Kurang lebih 95 persen produksi kopi di Sulbar, khususnya di Kabupaten Mamasa, dibawa keluar daerah untuk diolah oleh industri-industri besar

oleh Abdul Rajab Umar diperbarui 19 Okt 2024, 19:19 WIB
Revitalisasi Kebun Kopi Cikoneng, Target Tingkatkan Produktvitas hingga 120 Persen dan Sejahterakan Petani, Bogor (10/6/2024). Foto: Liputan6.com/Ade Nasihudin.

Liputan6.com, Mamuju Dinas Penanaman Modal dan Pelayanan Terpadu Satu Pintu (DPMPTSP) Sulbar membeberkan potensi kopi yang cukup besar di provinsi ke 33 ini. Kopi asal Sulbar memiliki kualitas yang sangat baik namun belum dikelola dengan baik.

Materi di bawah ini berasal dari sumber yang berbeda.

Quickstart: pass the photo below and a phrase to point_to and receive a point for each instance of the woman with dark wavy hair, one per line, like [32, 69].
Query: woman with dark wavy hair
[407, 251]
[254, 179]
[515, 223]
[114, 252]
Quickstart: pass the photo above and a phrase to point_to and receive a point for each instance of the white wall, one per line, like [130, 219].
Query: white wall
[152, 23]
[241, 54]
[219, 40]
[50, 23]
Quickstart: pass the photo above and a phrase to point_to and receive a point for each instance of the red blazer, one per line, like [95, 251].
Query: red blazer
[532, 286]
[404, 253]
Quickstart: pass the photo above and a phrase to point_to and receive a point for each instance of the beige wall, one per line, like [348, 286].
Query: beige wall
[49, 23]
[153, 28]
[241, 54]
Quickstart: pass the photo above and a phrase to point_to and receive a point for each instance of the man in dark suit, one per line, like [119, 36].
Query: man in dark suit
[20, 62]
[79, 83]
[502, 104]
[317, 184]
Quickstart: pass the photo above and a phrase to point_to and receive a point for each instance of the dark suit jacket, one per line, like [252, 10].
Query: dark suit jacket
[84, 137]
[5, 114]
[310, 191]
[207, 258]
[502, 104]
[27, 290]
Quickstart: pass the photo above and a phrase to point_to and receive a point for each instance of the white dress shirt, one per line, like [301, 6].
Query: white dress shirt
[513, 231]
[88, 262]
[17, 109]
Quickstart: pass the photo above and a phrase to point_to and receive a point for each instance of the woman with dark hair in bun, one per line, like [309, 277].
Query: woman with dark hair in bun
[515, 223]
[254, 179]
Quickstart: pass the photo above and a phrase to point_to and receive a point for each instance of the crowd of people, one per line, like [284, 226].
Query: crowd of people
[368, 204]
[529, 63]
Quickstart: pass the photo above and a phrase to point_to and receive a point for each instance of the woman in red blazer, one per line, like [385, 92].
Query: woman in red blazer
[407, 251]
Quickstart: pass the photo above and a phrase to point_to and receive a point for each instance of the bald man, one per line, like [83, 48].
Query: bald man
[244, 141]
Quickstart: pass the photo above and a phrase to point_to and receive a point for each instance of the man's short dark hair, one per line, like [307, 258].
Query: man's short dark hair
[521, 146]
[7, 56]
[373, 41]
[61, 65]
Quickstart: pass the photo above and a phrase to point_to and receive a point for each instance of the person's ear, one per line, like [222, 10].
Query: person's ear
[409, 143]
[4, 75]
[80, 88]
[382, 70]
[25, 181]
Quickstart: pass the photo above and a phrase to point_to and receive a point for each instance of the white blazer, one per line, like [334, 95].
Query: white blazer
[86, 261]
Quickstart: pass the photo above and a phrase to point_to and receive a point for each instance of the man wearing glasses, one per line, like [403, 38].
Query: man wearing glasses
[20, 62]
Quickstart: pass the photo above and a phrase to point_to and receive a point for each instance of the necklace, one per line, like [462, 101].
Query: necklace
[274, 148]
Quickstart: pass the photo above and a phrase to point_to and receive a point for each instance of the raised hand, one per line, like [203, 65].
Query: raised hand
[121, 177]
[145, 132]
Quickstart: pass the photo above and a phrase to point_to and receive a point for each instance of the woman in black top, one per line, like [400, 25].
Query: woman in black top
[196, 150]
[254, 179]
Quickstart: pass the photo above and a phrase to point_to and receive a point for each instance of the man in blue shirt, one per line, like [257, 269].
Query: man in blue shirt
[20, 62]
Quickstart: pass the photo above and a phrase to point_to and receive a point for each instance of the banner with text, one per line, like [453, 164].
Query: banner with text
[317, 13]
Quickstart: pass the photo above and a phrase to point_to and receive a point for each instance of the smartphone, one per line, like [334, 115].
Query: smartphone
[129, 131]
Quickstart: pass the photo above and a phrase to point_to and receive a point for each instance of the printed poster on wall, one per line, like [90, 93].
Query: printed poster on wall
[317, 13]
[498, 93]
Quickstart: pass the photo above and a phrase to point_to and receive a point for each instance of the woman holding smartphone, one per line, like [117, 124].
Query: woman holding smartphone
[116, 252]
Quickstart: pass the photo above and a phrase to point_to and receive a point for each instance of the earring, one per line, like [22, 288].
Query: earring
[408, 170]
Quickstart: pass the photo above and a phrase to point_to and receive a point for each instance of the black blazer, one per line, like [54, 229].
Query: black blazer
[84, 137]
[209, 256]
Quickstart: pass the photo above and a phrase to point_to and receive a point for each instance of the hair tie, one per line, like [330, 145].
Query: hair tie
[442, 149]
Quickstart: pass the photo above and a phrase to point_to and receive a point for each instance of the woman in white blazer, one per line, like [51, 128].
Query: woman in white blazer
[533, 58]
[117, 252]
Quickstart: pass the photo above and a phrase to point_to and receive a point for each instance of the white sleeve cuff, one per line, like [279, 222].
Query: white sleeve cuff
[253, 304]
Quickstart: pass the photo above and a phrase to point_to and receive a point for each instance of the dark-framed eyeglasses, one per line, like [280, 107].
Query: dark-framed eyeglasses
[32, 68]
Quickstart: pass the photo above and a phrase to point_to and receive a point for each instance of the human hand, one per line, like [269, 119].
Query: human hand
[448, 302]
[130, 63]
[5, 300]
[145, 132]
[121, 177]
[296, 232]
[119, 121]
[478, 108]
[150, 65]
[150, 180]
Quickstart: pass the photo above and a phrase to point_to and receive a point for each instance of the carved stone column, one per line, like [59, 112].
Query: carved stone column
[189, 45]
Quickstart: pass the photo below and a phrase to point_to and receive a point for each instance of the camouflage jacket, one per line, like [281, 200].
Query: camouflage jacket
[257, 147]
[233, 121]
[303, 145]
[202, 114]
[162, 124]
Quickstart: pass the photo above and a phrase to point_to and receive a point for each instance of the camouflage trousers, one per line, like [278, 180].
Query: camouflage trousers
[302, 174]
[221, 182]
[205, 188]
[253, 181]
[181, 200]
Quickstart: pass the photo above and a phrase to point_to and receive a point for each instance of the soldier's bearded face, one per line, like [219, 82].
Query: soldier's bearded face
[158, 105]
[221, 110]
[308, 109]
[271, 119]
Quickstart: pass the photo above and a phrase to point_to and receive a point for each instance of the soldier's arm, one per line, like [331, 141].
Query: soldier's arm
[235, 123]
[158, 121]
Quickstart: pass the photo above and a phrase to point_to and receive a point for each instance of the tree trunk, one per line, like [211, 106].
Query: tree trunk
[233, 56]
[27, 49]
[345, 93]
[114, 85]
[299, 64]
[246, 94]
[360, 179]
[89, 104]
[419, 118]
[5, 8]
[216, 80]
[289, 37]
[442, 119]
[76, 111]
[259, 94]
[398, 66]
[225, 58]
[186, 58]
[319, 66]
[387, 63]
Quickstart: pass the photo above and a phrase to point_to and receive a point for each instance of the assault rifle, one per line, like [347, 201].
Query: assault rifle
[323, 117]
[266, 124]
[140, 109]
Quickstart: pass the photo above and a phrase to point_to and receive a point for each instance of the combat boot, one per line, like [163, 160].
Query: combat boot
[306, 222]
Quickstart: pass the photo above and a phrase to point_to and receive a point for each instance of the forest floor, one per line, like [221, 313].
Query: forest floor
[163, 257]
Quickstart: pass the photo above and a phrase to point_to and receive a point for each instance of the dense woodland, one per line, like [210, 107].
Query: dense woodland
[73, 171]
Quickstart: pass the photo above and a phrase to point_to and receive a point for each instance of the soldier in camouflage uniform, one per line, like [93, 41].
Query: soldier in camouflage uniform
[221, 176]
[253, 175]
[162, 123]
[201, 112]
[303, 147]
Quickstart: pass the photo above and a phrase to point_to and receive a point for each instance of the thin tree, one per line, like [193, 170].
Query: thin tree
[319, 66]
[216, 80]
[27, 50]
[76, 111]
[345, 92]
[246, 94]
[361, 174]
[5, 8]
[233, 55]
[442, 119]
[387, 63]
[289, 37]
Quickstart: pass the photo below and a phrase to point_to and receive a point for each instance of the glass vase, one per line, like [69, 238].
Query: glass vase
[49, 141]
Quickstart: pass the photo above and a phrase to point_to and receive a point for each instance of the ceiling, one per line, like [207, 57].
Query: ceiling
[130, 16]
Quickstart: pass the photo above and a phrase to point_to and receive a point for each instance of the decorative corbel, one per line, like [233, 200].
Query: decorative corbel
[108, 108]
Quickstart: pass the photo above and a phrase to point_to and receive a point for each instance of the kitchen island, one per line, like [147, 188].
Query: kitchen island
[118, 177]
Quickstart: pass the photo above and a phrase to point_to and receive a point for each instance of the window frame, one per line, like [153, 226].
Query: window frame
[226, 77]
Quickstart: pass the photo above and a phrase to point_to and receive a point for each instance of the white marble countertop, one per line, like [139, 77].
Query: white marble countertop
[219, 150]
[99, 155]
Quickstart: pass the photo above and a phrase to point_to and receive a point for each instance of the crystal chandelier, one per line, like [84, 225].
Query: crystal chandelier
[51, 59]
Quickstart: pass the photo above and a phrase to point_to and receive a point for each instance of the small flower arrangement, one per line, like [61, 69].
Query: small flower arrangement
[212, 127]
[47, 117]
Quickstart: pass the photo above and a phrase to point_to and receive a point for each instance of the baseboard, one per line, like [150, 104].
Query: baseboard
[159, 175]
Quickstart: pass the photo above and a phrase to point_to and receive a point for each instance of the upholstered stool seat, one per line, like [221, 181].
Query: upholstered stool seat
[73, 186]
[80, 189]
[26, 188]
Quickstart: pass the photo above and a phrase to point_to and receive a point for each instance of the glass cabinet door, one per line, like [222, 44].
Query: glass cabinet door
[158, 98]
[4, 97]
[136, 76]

Menurut Kepala Bidang Perencanaan Penanaman Modal DPMPTSP Sulbar, Satriawan Hasan Sulur, berdasarkan hasil kajian yang telah pihaknya lakukan, lahan kopi terluas dengan produksi tertinggi di Sulbar berada di Kabupaten Mamasa.

"Selama ini, pengembangannya hanya dikelola secara mandiri oleh pelaku Usaha Mikro Kecil Menengah (UMKM) dan belum ada industri besar. Dari total hasil biji kopi yang diproduksi di Sulbar hanya 5 hingga 6 persen saja yang diserap oleh UMKM untuk diolah menjadi bubuk kopi dengan merk UMKM lokal," kata Satriawan.

Satriawan mengungkapkan, sebanyak kurang lebih 95 persen produksi kopi di Sulbar, khususnya di Kabupaten Mamasa, dibawa keluar daerah untuk diolah oleh industri-industri besar, seperti Toraja.

"Makanya, perlu ada industri pengolahan kopi di Sulbar untuk bisa menyerap semua hasil tanaman kopi. Harapannya, tentu harus ada investor yang bisa menanamkan modalnya untuk membangun industri pengolahan kopi di Sulbar," ujar Satriawan.

Bahkan, kata Satriawan, pihaknya sudah melakukan kajian terhadap lokasi yang bakal menjadi kawasan industri kopi, jika ada investor yang tertarik. Lokasi itu berada tepat di Kecamatan Sumarorong, Kabupaten Mamasa.

"Ini sdh ada kajiannya, hingga layout pabrik dan perhitungan kebutuhan investasinya sangat feasible (layak). Industri pengolahan kopi menjadi bubuk ini, dapat menyerap hasil tanaman kopi para petani dengan berbagai skema kerjasama kemitraan, dengan harga pasar yanh berlaku," tutup Satriawan.